Жил он теперь в крохотной, но зато собственной каморке, приткнутой под лестницей в прихожей трехэтажного доходного дома. Дневного света в ней не было, так что все едино, когда читаешь, днем или ночью. В Сыромятники перебрался он сразу, как поступил на завод Вейхельта. Бегать сюда от Балкан несподручно, а конки подходящей не было. Кроме того, на Балканах с годами стало еще теснее. Брат вернулся с солдатчины по болезни. Вернулся и вскорости женился. Году не прошло,
Когда Зиновий сказал матери, что подыскал себе жилье, мать пригорюнилась. Младшенький, даже когда и вырос, оставался самым ласковым в семье. К тому же на него и трудов было больше положено, и надежд больше возлагалось. Не сбылись они, надежды эти, но в том их родительской вины нет… Всякое дитя родное, а этот роднее всех. И тоже уходит… Но хорошо понимала мать, мало гнездо на такую семью, вот и улетают птенцы.
— Сколько тебе, мама, Ефим приносит? — спросил Зиновий, закончив сборы.
— По пятерке приносит каждый месяц, — ответила мать.
«Негусто!» — подумал Зиновий и сказал матери:
— Я тоже буду по пятерке приносить. Мать даже руками замахала:
— Что ты, что ты, сынок! Не надо! Какие твои заработки.
— Буду по пятерке приносить, — подтвердил Зиновий.
Это уж для него теперь дело чести. Чтобы никак не меньше Ефима. Хотя Ефим-то мог бы и раскошелиться. Видно, так и есть: чем богаче, тем жаднее.
В книге, полученной от Никиты Голодного, эта истина подтверждалась многократно. Проглотив книгу залпом (кстати, так и осталось неизвестным, какое у нее название и кто ее написал: начиналась она не то с третьей, не то с пятой страницы), Зиновий еще не раз перечитывал ее от начала до конца.

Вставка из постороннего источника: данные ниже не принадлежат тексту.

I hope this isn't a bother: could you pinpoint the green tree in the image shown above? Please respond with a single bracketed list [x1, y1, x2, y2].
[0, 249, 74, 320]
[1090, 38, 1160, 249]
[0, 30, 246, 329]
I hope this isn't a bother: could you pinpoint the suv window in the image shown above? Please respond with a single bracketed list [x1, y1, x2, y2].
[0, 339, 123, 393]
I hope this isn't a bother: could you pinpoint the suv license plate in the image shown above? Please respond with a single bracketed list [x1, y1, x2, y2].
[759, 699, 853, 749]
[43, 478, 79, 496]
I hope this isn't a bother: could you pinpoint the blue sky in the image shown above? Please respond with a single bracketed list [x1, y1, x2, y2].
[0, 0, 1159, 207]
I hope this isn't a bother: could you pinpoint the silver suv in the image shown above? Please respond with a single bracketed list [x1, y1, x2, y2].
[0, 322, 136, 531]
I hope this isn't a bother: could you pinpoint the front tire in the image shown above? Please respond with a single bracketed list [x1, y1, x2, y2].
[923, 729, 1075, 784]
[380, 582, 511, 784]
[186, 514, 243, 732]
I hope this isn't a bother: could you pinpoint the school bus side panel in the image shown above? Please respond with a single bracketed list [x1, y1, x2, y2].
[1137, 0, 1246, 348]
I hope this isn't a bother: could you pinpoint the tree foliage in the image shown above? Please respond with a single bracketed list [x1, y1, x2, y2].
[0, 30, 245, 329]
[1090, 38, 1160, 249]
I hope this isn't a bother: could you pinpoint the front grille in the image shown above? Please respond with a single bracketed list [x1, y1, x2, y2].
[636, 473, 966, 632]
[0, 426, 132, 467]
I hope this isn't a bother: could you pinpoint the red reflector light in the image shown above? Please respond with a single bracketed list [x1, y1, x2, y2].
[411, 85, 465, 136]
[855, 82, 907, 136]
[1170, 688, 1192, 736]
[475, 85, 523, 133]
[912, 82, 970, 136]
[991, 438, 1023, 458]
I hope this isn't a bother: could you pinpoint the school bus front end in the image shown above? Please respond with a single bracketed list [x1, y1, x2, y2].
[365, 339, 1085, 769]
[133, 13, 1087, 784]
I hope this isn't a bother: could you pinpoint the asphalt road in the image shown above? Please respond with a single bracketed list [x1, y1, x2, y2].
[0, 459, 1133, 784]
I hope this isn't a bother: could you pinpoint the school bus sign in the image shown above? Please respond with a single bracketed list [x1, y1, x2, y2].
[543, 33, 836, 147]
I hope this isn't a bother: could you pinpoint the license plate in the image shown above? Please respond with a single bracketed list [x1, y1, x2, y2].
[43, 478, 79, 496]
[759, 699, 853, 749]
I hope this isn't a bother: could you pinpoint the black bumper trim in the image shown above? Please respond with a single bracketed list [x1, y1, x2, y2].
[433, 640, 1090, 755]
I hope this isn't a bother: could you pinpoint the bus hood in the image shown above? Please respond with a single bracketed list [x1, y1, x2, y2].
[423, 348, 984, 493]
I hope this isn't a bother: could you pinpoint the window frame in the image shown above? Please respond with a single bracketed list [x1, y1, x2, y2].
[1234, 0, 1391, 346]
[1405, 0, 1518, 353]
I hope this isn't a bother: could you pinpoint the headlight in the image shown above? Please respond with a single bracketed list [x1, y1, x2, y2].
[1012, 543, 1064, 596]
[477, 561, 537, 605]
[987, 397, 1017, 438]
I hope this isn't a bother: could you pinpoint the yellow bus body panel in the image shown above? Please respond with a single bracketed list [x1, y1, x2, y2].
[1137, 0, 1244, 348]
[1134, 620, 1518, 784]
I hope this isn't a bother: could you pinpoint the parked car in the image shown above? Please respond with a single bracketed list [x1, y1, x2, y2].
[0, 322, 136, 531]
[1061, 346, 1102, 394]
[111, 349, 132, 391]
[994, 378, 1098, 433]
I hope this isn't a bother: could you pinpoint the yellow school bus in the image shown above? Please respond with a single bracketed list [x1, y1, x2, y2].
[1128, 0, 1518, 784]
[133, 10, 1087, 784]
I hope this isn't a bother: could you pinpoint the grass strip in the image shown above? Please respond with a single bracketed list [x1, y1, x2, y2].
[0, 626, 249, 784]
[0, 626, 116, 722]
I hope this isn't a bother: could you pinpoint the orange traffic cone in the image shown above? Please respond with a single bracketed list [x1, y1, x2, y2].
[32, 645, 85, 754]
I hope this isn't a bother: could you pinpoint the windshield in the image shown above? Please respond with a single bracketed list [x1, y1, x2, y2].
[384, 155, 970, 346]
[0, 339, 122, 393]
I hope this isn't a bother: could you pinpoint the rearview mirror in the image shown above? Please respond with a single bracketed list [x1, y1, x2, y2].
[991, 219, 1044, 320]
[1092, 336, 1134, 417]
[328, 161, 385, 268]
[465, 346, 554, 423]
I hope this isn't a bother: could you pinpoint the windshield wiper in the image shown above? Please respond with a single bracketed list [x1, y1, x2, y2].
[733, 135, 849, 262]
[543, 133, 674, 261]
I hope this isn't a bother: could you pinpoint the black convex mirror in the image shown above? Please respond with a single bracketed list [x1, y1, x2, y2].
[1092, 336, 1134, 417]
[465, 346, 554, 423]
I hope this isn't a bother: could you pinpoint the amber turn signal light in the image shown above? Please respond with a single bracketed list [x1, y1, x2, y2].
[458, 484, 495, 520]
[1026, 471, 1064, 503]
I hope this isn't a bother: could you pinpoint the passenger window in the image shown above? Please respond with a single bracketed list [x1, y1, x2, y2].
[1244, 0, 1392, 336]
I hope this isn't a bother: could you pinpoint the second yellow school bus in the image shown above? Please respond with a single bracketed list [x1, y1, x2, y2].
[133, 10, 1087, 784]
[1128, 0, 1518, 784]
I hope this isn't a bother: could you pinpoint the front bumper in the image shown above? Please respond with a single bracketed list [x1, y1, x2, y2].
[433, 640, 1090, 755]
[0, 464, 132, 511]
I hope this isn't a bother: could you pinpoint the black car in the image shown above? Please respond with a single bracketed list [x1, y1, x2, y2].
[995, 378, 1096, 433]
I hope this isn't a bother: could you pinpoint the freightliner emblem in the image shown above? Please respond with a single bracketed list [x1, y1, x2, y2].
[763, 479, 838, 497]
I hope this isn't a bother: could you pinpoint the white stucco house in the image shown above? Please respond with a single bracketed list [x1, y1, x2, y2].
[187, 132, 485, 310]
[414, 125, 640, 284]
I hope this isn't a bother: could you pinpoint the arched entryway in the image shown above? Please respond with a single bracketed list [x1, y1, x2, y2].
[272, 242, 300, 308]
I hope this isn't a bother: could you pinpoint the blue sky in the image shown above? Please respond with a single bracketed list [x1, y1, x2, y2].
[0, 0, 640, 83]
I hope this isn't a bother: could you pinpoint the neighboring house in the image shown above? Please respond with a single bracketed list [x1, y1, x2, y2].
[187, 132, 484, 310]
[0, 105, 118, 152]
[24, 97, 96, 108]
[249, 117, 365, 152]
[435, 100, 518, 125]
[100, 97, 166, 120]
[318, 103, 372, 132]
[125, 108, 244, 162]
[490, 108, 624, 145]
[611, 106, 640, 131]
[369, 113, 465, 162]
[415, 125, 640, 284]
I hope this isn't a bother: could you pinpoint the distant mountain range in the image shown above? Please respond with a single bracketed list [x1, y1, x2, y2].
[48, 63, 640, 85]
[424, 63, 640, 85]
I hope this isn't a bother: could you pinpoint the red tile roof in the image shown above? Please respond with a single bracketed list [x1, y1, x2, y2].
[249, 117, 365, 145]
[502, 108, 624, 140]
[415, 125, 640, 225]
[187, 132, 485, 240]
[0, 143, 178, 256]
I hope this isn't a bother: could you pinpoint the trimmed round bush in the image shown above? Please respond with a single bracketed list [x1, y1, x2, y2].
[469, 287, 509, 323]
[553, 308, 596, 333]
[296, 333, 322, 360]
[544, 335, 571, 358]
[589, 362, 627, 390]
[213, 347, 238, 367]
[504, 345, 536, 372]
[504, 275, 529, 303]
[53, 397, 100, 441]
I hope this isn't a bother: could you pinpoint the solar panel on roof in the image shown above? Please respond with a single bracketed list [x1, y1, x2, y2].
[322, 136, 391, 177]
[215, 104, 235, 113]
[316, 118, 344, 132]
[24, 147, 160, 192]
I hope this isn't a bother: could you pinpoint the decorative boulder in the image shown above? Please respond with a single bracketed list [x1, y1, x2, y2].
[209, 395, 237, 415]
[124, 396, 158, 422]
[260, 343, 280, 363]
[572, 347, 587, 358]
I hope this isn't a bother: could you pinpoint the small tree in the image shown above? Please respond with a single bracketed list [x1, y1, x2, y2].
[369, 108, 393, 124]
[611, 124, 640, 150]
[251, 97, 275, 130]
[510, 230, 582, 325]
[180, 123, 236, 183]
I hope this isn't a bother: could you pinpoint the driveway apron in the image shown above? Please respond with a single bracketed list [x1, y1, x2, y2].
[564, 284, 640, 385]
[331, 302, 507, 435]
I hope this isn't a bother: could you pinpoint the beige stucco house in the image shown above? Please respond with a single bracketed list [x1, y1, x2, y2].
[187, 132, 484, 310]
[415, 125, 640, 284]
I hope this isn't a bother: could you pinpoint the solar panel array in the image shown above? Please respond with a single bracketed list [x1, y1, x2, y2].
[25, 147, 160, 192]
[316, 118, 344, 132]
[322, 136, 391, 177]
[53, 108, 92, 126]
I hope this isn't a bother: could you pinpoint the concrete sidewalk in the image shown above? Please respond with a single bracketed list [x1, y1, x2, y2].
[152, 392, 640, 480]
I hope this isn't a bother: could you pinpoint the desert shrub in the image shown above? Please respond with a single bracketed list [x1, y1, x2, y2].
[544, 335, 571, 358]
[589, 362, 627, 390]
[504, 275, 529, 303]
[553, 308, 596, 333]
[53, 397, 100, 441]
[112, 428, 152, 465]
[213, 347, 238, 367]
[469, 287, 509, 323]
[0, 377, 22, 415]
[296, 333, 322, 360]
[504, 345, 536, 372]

Потом за всю жизнь свою немало прочел он книг, но ни одна из них не оставила столь глубокого следа в его душе. И неудивительно: автор пахал по нетронутой целине.
Многое Зиновий узнал впервые. Точнее сказать, все то, о чем писано, было известно, многое даже самим наблюдаемо. С детства знал, что есть богатые и бедные, со слов старших знал, что богатство и обеспеченная жизнь даются далеко не всегда по заслугам. Зачастую оказывалось, что умный и работящий беднее глупого бездельника. Все это было известно. Но вот почему так? Вот на этот вопрос никто толком ответить не мог.
А Зиновий рано начал задаваться этим вопросом. Еще в школе спрашивал отца Дамиана, к которому питал большое уважение. «На все воля божья», — отвечал отец Дамиан. Почему именно такова воля божья, Зиновий спрашивать не стал: откуда отцу Дамиану знать, что у бога на уме? Когда сбежал из «Двух Харитонов» и стал самостоятельно работать, приохотился читать газеты в чайных и трактирах. Чаще всего «Московский листок», он почему-то имелся в каждом трактире, а иногда «Русский листок».
Оба эти издания мало чем, кроме формата и заголовочных шрифтов, отличались одно от другого. Пробавлялись, главным образом, репортажами о городских происшествиях и хроникой светской жизни. Искать в них вразумительного ответа на серьезные вопросы жизни было нелепо.
А вот книжка Никиты Голодного давала ответ, ясный и недвусмысленный: всякая собственность — кража. Богатый потому богат, что обокрал сотню, а то и тысячу бедных. Один ест за сто человек, другой голодает…
Теперь каждый толстый стал противен Зиновию. И даже на хорошо ему знакомого извозчика Маркелова, часто отогревавшегося в трактире у Курского вокзала, смотрел зверем, потому что был Маркелов до безобразия толст, с короткой шеей, жирные складки которой грудились на вороте кучерской поддевки.